Chers confrères! Nous autres, catholiques d’Europe, avons appris de notre histoire à suivre avec attention également le sort des chrétiens d’Afrique et nous avons également appris à estimer votre fidélité, votre témoignage et les martyrs africains qui donnent leur vie - année après année en nombre préoccupant - pour le Christ et Son Église et aussi pour nous. L’Église en Afrique a mérité notre gratitude et notre profonde estime.
4. Le Serviteur de Dieu Jean-Paul II nous adressait avec force et lucidité son enseignement sur la miséricorde divine. Les cercles du mal qui semblent parfois même diaboliques et peuvent attrister et pousser au désespoir des sociétés humaines entières, en construisant les structures de la haine, de la violence, de la vengeance et de l’injustice entre groupes ethniques, peuples ou classes sociales, ne pourraient être dépassés par la seule force humaine en l’absence de la miséricorde divine qui nous rend aussi capables de suivre le commandement du Christ: “Montrez vous compatissants, comme votre Père est compatissant” (Lc 6, 36). Si notre Seigneur nous a commandé cela, ce commandement est également la garantie de la possibilité de le mettre en pratique. C’est Lui qui nous donnera la force d’être miséricordieux et de rompre toute structure du mal.
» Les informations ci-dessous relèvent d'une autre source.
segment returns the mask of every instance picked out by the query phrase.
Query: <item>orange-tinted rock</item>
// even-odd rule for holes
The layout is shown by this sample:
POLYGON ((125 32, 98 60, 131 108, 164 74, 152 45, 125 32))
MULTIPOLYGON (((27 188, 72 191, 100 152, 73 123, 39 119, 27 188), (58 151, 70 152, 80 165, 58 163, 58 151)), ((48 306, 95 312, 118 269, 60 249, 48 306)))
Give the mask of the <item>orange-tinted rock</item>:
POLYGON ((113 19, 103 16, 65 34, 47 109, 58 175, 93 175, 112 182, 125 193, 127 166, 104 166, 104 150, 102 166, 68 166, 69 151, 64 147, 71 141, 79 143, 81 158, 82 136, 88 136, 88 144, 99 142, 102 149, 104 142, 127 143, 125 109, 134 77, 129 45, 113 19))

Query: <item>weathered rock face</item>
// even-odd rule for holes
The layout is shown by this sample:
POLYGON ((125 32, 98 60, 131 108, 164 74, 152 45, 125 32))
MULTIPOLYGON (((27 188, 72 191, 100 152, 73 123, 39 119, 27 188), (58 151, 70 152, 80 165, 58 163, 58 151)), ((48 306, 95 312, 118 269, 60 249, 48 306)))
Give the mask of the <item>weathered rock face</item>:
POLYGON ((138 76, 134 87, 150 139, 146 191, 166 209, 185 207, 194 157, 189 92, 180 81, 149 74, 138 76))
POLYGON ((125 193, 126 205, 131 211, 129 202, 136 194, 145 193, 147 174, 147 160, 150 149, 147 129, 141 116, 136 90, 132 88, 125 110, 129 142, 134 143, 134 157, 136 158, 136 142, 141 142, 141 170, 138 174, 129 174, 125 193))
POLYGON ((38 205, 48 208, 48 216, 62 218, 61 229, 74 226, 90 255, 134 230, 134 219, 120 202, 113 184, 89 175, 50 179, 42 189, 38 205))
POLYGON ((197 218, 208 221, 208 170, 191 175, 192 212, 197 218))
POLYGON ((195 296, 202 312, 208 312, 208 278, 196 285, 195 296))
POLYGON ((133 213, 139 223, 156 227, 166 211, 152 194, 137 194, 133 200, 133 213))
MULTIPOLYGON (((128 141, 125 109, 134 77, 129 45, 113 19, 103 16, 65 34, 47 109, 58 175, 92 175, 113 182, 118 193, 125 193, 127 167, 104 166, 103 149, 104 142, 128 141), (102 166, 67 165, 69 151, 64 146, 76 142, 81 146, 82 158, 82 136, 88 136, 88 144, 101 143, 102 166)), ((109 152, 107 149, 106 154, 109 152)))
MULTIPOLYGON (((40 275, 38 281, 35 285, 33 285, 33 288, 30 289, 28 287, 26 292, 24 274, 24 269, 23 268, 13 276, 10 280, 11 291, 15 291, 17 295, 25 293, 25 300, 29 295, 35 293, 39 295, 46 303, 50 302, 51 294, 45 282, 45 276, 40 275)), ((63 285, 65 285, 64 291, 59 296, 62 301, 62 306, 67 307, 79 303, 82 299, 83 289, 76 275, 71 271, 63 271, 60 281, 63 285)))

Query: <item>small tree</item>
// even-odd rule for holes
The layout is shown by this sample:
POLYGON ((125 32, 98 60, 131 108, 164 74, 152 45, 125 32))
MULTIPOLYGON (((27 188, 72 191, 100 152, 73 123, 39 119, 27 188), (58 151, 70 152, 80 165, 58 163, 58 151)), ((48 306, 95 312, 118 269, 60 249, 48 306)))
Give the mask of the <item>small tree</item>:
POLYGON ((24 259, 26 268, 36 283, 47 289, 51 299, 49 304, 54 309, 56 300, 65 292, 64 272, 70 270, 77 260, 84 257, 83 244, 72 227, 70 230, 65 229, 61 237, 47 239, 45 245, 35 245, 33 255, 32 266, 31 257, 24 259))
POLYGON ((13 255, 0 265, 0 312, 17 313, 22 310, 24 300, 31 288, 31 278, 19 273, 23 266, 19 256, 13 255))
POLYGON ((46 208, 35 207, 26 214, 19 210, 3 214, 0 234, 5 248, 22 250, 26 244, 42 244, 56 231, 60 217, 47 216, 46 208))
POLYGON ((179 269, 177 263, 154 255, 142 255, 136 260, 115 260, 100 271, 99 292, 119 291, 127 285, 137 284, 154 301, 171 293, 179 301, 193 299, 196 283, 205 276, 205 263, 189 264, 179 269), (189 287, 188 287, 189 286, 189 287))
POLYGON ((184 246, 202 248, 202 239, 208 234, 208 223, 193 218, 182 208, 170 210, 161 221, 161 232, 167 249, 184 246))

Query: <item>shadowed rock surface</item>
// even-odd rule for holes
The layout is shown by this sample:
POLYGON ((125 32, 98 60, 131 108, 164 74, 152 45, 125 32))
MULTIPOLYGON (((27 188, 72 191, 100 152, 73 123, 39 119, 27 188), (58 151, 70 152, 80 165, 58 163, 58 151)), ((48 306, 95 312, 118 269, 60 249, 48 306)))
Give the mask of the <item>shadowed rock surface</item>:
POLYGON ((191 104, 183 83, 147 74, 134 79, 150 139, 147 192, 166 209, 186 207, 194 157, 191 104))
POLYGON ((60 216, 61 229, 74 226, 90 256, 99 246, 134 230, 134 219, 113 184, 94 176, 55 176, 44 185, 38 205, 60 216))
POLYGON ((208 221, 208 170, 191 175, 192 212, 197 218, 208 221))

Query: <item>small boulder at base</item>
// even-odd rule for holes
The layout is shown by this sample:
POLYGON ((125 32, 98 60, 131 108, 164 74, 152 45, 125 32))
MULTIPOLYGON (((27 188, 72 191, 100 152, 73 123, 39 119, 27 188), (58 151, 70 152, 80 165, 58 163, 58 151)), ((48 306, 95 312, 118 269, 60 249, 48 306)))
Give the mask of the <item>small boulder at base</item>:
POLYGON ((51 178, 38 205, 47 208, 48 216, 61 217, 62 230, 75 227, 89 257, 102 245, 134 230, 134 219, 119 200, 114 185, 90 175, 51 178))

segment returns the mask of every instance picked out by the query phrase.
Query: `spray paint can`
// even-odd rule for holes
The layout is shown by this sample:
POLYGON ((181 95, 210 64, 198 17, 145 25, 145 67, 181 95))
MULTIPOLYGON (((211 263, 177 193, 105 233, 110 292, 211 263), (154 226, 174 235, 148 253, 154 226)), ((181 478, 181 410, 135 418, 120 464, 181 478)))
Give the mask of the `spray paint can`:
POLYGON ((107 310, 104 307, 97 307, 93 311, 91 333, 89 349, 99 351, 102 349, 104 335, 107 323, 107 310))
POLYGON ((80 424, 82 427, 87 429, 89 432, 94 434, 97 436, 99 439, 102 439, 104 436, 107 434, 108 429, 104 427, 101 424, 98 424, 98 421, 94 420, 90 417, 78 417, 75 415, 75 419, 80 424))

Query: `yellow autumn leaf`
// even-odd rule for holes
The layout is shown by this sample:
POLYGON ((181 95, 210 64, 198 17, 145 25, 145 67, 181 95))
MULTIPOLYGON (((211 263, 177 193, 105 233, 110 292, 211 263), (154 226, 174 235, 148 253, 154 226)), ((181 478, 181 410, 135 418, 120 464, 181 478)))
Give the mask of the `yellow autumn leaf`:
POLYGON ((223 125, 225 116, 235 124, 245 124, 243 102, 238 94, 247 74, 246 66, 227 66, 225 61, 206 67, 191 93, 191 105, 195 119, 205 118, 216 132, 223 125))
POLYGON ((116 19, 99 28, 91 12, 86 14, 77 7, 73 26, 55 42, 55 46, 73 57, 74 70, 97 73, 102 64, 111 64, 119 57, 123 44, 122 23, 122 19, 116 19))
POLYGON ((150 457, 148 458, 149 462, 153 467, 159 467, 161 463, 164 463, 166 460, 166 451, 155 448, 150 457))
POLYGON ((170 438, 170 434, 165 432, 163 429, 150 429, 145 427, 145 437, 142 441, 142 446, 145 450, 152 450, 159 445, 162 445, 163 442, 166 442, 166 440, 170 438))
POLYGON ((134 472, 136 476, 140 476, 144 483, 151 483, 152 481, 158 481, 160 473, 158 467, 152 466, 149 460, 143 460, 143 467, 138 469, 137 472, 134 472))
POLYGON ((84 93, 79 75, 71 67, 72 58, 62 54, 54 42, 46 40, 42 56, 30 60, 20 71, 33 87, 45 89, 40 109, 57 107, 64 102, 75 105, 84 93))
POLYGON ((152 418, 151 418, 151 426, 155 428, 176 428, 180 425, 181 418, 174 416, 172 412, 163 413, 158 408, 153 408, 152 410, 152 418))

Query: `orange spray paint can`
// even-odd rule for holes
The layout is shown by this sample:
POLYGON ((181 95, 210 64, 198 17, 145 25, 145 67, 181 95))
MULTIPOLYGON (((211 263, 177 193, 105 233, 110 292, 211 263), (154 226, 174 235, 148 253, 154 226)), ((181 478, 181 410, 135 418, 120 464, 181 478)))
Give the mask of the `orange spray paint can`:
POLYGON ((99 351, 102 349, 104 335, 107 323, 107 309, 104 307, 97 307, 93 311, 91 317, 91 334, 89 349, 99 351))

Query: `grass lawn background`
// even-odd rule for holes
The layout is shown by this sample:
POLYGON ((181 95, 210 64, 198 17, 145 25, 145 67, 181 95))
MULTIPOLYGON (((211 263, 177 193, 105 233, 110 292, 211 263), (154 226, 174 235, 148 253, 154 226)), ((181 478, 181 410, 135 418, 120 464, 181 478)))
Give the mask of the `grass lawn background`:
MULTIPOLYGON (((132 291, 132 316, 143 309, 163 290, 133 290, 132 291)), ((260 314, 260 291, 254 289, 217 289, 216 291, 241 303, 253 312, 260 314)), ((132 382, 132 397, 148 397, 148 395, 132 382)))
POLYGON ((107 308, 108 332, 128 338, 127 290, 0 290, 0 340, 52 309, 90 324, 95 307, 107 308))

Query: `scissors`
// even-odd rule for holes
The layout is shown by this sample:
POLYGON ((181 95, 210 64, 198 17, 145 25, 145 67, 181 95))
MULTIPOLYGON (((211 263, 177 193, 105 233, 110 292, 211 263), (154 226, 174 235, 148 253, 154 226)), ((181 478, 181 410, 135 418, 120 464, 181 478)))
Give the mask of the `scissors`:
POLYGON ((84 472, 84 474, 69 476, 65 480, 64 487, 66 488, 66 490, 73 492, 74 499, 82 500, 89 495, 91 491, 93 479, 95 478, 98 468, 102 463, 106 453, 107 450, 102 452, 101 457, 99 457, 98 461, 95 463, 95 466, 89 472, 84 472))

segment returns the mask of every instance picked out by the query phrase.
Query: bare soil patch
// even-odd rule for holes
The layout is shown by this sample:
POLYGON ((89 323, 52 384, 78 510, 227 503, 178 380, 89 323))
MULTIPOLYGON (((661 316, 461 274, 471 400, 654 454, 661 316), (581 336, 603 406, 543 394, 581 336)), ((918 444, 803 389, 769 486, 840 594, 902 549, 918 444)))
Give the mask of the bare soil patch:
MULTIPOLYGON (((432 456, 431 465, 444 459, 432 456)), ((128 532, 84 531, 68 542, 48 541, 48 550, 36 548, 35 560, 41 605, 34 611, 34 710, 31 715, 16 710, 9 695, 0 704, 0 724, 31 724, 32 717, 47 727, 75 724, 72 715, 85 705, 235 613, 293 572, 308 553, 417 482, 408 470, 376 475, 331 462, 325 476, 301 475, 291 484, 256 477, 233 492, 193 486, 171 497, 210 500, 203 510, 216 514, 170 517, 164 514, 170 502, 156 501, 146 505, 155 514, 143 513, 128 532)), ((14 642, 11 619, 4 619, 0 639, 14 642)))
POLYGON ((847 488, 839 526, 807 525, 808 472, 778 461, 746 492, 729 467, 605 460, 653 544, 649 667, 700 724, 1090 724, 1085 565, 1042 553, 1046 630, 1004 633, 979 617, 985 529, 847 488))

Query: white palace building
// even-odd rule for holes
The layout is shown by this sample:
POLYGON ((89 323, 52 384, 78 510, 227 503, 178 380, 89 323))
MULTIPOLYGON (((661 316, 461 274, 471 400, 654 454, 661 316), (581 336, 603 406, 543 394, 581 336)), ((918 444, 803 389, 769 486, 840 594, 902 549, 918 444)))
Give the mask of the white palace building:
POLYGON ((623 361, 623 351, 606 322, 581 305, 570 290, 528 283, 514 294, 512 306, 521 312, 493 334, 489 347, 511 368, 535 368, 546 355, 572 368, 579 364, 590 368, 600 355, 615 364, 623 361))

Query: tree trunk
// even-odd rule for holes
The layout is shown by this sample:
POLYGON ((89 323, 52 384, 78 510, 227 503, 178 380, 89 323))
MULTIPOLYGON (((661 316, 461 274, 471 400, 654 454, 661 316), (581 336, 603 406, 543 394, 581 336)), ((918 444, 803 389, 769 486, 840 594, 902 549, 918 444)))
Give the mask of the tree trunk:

5. Nous sommes convaincus que l’échange des dons n’est pas un programme qui vaut seulement entre la partie occidentale et orientale de l’Europe. Elle représente un devoir également entre les fidèles, entre les Églises particulières au niveau continental et universel. Les possibilités de la solidarité et de la détermination à ne pas oublier les frères dans le besoin pas même en temps de crise est ferme parmi les catholiques d’Europe. Dans le même temps, nous désirons mieux étudier vos expériences liturgiques, catéchistiques, la dynamique des vocations sacerdotales, la possibilité de construire ensemble l’Église du Christ en Europe, en Afrique et partout dans le monde.

6. Nous ne nous leurrons certainement pas: les grandes forces économiques et politiques du monde, très souvent, n’agissent pas selon la logique de la charité et de la justice et, parfois, elles semblent oublier jusqu’à la véritable réalité, la nature des choses et de l’être humain. En outre, la dignité humaine ne dépend pas de notre efficacité, elle n’est pas proportionnée au succès de ce monde. Tout être humain, en tant que tel, a la même dignité inaliénable. Parce que créé à l’image et à la ressemblance de Dieu. La dignité humaine n’est pas incompatible avec la souffrance. Une idéologie qui dirait que, pour sauver notre dignité, il serait préférable de mourir que de souffrir serait fausse. Tel était l’attitude de l’antiquité gréco-romaine, pas encore éclairée par la lumière de l’Évangile. L’exemple du Christ nous enseigne que la plus grande souffrance peut être le moment de la plus grande dignité et de la plus grande gloire. Après que le traître ait abandonné le Cénacle, Jésus dit: “Maintenant le Fils de l’homme a été glorifié et Dieu a été glorifié en lui. Si Dieu a été glorifié en lui, Dieu aussi le glorifiera en lui même et c’est aussitôt qu’il le glorifiera” (Jn 13, 31-32).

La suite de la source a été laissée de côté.